Mouldy I think the only person trying to start a fight on this thread is you. I wanted to start a discussion. I thought we were all big and ugly enough to do that without resorting to unpleasantness.

And to say people don't feel stigmatised by having c sections is really invalidating a lot of women's feelings. A lot of women don't and of course so they shouldn't but that don't negate the ones that sadly do.

OP posts:
SukeyTakeItOffAgain · 06/12/2016 15:11

I wouldn't have said it was "evolution" in its conventional sense. It's more like unnatural selection.

I don't see anything inherently wrong with it, or the article, and suspected that there would be some people on MN saying it made them feel like shit.

One slight and maybe paranoid concern is that in the near future there won't be the same medical care as there is now, and that antibiotics will not be effective and there will be lots of too big babies, and lots more maternal deaths.

bummymummy77 · 06/12/2016 15:12

And how on earth is a home birthing mother trying to show some empathy for mothers that have had to have c sections starting a bunfight ffs?

OP posts:
2014newme · 06/12/2016 15:13

So op what point do you want to make about the research? As you haven't mentioned what your point actually is

minifingerz · 06/12/2016 15:13

"but do think interventions need to be less frowned upon in the classes"

Women know c/s can be life saving. You'd have to live under a stone not to know that.

Having a reasoned discussion about the risks of interventions is part of the point of antenatal education. I wish I'd bloody known. I did an NHS class and when I asked about forceps I got the response 'some people read too much' from the midwife. :-(
Note: I had a forceps birth. Wish I'd known more. I wouldn't have taken a full discussion of the risks as judgement or felt disappointed, just a bit less panicked by the problems I experienced afterwards.

Alisvolatpropiis · 06/12/2016 15:13

I think yabu. Scientific research isn't about people's feelings, it's just about facts.

I've read something similar to this in one of the Call the Midwife books, a few years ago. It's not a particularly new idea.

2014newme · 06/12/2016 15:16

It's starting a bunfight to say c section mums feel "shite, stigma,shame" 🙄
How patronising! Hilarious!

And entirety unconnected to the article.
Do you know anyone with that condition or ate yoy just feeling empathy patronising to all those who have had sections?

minifingerz · 06/12/2016 15:17

People feel stigmatised for all sorts of reasons.

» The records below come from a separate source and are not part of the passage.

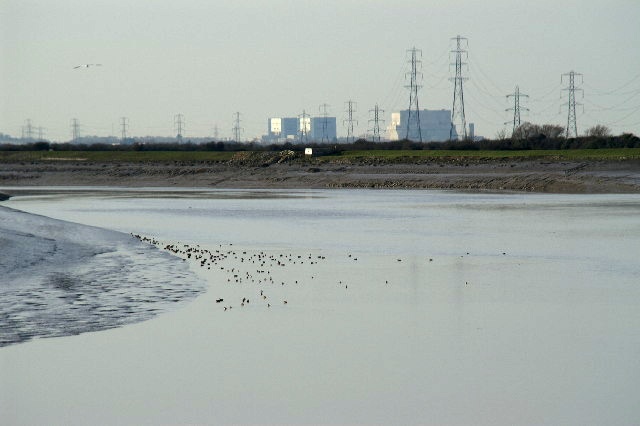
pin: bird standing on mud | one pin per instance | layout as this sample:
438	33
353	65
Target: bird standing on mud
87	66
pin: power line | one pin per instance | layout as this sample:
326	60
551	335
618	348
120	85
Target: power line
349	121
124	123
75	129
237	130
413	114
457	112
572	127
178	125
323	112
376	122
516	95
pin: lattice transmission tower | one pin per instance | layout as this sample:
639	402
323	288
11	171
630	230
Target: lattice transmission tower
75	129
237	130
458	119
305	126
178	125
516	95
27	130
375	130
124	124
324	113
351	107
572	127
413	114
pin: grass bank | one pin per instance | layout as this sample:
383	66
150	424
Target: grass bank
558	155
616	154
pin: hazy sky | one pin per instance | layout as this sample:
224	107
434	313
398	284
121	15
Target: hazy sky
209	59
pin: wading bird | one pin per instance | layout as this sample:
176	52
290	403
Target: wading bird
87	66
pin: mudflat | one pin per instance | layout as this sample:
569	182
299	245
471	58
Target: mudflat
270	171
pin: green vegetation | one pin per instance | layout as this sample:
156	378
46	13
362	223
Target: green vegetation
116	156
387	155
569	154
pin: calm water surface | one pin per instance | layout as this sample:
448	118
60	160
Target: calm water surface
427	307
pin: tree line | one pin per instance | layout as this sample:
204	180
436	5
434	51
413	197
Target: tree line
525	137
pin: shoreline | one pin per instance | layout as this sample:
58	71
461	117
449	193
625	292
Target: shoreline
474	174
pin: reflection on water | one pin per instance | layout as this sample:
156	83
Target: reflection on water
418	307
92	281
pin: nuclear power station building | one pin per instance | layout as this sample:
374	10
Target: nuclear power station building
301	129
435	126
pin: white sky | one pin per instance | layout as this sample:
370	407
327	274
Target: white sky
209	59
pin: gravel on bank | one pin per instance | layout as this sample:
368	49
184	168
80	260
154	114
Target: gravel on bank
251	172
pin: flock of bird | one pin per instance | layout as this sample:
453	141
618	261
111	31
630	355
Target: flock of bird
257	270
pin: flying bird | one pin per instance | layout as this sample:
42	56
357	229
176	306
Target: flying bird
87	66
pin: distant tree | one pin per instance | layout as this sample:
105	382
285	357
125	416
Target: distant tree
598	131
552	131
534	131
526	131
41	146
501	134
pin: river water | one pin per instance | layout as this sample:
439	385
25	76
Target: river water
402	307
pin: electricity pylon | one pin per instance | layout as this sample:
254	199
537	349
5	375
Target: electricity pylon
75	129
413	115
376	122
124	123
305	123
178	124
516	95
458	119
349	121
237	130
325	131
572	127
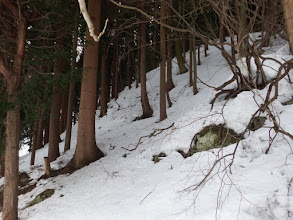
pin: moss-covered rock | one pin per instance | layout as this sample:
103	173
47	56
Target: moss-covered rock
213	136
41	197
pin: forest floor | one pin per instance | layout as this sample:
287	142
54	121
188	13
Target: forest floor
130	185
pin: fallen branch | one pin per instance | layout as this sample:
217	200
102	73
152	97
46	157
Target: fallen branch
148	136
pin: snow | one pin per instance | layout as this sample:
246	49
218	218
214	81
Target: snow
129	185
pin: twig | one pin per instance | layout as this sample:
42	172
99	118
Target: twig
146	196
151	135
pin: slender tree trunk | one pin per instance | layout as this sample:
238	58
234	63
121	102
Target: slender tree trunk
147	111
243	34
195	90
163	112
198	53
46	128
190	59
288	16
54	134
13	78
178	50
170	85
71	86
104	80
33	153
86	148
129	74
137	73
115	69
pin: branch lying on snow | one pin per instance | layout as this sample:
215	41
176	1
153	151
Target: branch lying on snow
148	136
89	22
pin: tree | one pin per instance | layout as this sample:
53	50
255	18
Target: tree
11	68
163	112
86	148
146	108
288	13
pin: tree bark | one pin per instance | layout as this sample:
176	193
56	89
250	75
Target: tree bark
13	79
163	112
71	87
147	111
178	50
195	90
190	59
86	148
104	79
54	134
288	16
169	85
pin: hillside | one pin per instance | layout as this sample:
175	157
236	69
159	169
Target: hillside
130	185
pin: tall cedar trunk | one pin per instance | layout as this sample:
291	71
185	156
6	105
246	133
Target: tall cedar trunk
33	153
170	85
195	90
86	148
155	50
190	59
13	78
54	134
178	50
47	131
243	34
163	112
129	77
64	108
104	79
147	111
288	16
137	74
71	86
115	69
198	53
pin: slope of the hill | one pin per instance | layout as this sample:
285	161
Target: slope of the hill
129	185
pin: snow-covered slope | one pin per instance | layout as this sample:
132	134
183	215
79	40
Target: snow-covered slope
129	185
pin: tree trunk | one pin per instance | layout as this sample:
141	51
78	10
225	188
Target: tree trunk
13	78
54	134
46	128
147	111
33	153
163	112
243	26
178	49
170	85
104	79
288	16
198	53
86	148
195	90
190	59
129	74
71	87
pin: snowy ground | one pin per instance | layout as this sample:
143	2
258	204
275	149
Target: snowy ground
129	185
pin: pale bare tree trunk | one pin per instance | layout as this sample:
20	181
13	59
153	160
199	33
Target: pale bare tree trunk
288	16
163	112
147	111
86	148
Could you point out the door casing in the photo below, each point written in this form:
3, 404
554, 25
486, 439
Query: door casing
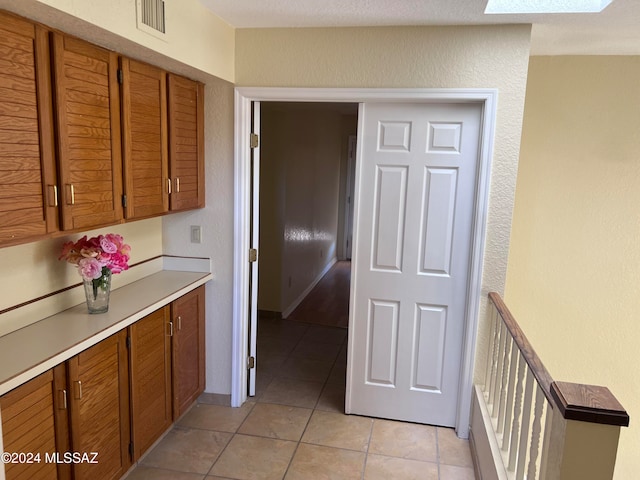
242, 203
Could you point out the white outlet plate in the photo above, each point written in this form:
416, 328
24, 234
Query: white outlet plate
196, 234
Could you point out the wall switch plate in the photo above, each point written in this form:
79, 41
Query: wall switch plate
196, 234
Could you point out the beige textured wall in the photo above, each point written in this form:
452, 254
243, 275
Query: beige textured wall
394, 57
574, 267
194, 36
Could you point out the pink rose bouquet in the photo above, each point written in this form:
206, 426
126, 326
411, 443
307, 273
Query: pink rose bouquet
97, 257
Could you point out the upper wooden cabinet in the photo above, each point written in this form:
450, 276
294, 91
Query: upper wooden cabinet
186, 147
80, 151
88, 119
27, 169
144, 135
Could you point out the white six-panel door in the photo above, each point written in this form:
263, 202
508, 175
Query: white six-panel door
416, 190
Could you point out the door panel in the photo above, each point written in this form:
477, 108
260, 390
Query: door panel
416, 196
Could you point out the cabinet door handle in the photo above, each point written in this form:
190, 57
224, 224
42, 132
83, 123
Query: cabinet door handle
54, 189
73, 194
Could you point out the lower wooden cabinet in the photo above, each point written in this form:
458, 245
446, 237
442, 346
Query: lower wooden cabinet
114, 399
34, 428
150, 353
187, 315
99, 408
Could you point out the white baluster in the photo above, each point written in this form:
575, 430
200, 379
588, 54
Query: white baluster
505, 374
494, 356
511, 395
526, 419
497, 391
490, 350
536, 430
517, 411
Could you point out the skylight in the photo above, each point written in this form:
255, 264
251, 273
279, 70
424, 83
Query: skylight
545, 6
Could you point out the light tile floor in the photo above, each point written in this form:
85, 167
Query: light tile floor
295, 428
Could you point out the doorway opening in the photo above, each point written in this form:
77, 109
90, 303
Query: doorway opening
245, 98
307, 156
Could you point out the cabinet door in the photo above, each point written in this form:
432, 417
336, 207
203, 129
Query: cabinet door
34, 420
88, 120
27, 168
144, 133
150, 378
188, 350
186, 149
99, 391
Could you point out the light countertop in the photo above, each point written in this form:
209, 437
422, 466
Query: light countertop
34, 349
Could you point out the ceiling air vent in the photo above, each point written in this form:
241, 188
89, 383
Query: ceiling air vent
150, 15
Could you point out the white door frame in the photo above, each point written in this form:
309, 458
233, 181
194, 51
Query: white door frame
242, 197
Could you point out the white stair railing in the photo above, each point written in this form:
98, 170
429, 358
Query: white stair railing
533, 426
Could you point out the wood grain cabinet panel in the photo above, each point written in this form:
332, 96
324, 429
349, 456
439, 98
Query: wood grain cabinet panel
34, 421
188, 353
27, 164
99, 408
144, 135
186, 137
88, 121
150, 354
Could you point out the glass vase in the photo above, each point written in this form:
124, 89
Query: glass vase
97, 292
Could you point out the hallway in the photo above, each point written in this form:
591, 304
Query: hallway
295, 427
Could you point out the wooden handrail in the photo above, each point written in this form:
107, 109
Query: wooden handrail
528, 353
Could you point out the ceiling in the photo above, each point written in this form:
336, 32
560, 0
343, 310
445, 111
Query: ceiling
615, 31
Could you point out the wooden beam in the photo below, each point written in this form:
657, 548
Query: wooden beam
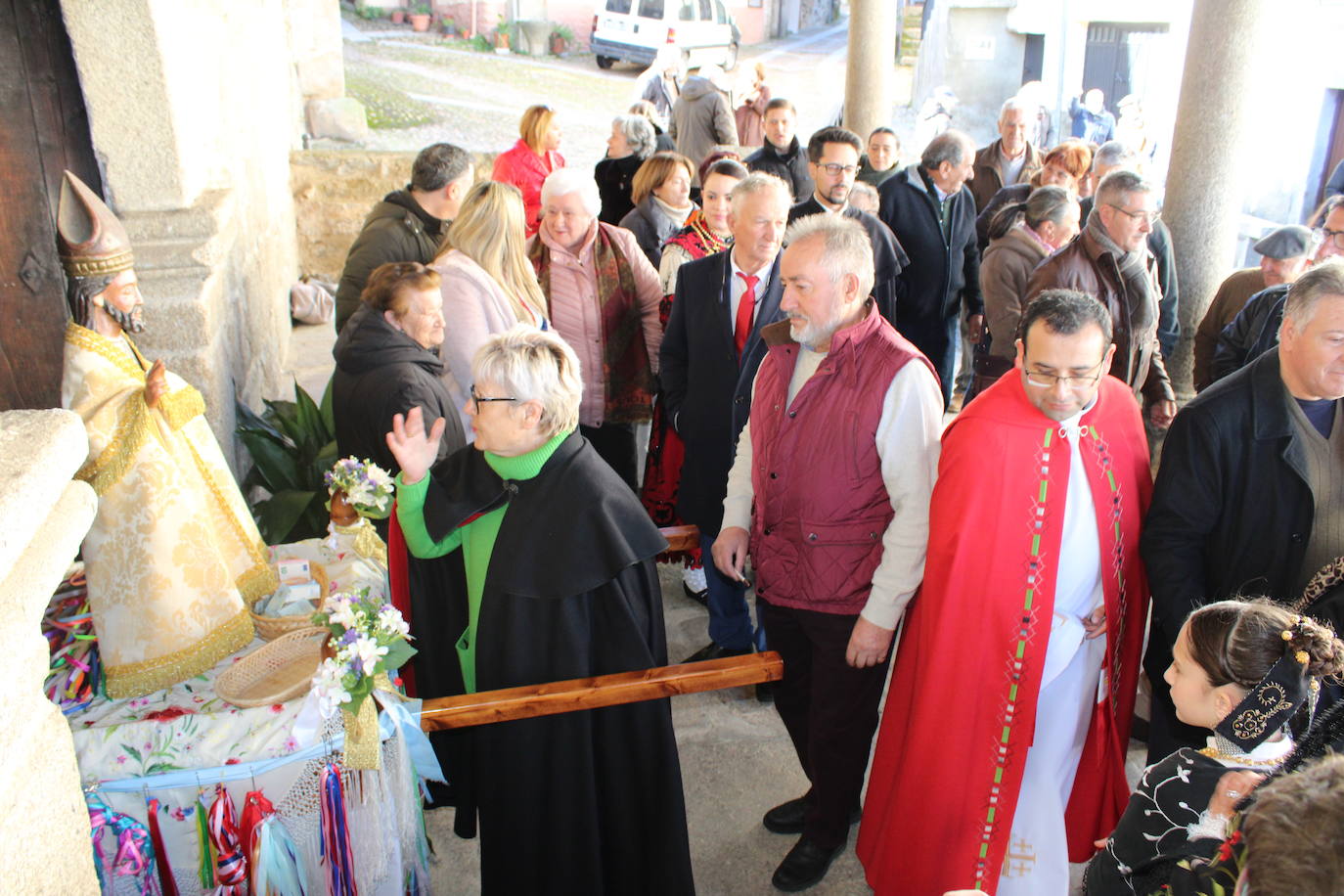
682, 538
554, 697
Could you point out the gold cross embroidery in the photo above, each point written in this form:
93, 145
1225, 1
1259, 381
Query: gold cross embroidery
1017, 864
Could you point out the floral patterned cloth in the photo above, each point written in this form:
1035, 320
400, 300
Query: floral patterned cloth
187, 726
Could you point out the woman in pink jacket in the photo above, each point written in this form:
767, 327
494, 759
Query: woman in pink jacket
487, 283
531, 158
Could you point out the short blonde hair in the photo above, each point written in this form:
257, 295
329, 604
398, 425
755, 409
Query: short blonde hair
654, 171
488, 230
534, 125
532, 364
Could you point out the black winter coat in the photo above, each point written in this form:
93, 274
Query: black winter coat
887, 254
706, 385
790, 166
579, 802
1253, 332
614, 179
942, 276
1232, 508
397, 230
381, 371
650, 229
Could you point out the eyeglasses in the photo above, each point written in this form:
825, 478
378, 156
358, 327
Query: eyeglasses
1077, 383
478, 399
1325, 236
1150, 216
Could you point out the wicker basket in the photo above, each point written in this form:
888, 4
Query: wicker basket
270, 628
274, 672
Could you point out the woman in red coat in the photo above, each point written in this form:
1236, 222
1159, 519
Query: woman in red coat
531, 158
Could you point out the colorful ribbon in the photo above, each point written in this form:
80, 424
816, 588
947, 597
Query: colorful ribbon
230, 861
336, 853
135, 850
165, 878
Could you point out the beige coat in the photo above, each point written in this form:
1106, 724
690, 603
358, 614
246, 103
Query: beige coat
1005, 272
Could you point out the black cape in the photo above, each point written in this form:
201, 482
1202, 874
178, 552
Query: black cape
582, 802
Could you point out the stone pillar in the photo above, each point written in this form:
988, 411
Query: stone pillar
1206, 179
43, 517
869, 74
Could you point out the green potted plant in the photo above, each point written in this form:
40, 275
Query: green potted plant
560, 38
421, 15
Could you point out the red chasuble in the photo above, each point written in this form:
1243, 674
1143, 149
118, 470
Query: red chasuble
962, 708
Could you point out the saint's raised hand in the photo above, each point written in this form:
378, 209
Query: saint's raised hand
413, 448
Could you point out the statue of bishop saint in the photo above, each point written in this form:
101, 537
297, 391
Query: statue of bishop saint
173, 555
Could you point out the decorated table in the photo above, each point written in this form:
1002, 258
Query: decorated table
161, 770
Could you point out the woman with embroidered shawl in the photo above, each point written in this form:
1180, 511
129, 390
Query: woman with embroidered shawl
603, 297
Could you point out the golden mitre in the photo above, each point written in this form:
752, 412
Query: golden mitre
90, 240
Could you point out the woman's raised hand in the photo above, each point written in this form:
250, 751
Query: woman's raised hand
413, 448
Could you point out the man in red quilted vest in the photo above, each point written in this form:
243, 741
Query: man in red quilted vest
829, 495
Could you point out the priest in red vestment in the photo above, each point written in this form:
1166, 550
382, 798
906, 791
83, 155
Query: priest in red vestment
1002, 748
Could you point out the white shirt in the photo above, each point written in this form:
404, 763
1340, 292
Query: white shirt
908, 446
737, 287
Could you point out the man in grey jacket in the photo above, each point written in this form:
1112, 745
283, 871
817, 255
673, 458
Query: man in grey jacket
408, 225
701, 117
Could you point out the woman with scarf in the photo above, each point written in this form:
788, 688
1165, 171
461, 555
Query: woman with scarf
603, 297
707, 234
663, 205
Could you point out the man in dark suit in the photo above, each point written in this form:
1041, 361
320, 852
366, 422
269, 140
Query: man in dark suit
708, 359
933, 215
833, 164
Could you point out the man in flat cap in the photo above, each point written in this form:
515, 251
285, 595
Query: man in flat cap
1254, 331
1283, 254
173, 553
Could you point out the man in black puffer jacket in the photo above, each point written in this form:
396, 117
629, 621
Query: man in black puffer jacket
409, 225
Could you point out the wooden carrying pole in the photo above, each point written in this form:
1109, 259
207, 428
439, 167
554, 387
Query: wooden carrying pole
554, 697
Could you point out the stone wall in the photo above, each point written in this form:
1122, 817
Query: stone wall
43, 516
194, 109
334, 190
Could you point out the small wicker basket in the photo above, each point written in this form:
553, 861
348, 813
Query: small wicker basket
274, 672
270, 628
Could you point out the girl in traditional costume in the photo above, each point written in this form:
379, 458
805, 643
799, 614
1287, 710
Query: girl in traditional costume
1243, 669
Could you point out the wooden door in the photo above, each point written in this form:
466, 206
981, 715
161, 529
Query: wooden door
46, 130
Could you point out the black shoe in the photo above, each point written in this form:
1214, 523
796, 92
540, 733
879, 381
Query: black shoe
699, 597
787, 819
804, 867
715, 651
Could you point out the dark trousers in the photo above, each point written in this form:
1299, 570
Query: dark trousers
730, 617
614, 443
829, 709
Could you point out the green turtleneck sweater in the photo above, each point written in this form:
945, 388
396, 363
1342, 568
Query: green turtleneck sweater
476, 539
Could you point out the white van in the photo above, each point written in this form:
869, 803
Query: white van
635, 29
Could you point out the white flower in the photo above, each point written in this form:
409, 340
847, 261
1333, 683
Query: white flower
366, 653
391, 621
328, 688
341, 611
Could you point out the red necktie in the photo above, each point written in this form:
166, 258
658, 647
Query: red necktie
746, 306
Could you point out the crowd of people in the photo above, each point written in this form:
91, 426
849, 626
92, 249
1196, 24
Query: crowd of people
780, 326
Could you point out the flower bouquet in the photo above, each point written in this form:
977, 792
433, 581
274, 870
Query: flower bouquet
366, 486
367, 641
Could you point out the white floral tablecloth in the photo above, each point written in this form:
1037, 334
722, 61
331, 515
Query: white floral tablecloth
187, 726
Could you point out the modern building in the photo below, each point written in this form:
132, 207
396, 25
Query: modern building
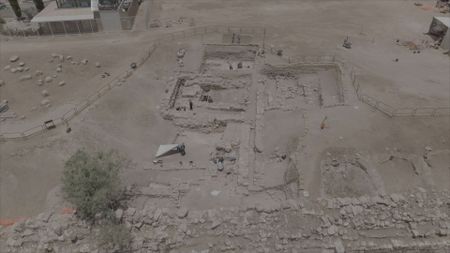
86, 16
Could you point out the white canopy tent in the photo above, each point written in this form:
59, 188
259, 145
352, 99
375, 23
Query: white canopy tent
440, 27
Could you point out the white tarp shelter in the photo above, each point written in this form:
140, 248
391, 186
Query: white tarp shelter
166, 149
440, 27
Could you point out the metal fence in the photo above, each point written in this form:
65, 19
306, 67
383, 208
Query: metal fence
119, 79
64, 28
396, 112
324, 60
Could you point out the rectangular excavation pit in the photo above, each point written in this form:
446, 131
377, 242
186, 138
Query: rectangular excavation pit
213, 93
315, 84
343, 174
399, 175
276, 140
228, 57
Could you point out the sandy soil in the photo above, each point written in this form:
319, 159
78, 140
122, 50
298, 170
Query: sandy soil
129, 118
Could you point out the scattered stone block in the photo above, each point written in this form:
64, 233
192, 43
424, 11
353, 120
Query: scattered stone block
119, 214
44, 93
48, 79
25, 77
45, 102
182, 212
14, 58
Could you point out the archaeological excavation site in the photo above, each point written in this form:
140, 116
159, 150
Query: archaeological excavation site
225, 126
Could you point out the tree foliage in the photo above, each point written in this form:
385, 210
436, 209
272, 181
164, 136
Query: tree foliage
91, 183
16, 8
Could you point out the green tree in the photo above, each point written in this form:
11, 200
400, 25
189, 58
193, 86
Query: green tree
91, 183
39, 5
115, 237
16, 8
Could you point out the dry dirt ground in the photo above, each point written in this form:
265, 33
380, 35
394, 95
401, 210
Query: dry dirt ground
281, 131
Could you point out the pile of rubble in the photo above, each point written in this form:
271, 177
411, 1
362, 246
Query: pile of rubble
394, 223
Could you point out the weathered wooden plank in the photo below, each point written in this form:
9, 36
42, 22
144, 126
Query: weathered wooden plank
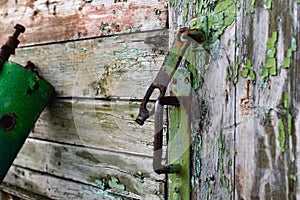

Doesn't mean they are being judged and discriminated against.

It's ok to be disappointed that your birth went pear-shaped. Your disappointment doesn't have to be someone else's responsibility.

minifingerz · 06/12/2016 15:21

"I think yabu. Scientific research isn't about people's feelings, it's just about facts."

Can you wheel that out the next time a major new study showing benefits of breastfeeding or staying at home with your children is published in response to the inevitable outbreak of posts by mn's complaining about being 'made to feel bad' about their feeding and work choices?

restinginmyaccount · 06/12/2016 15:22

Let's not go down this road. The article was poorly written about an emotive subject.

Strifae64 · 06/12/2016 15:23

YABU, it is simply reporting a recent scientific study. There is a lot that humanity does which could be classed as "unnatural selection". Screening for various birth defects, abortions, three parent babies etc.

C-sections have been going on for a bit longer so its probably easier to see what kind of result this leads to. I don't think any offence is intended at all.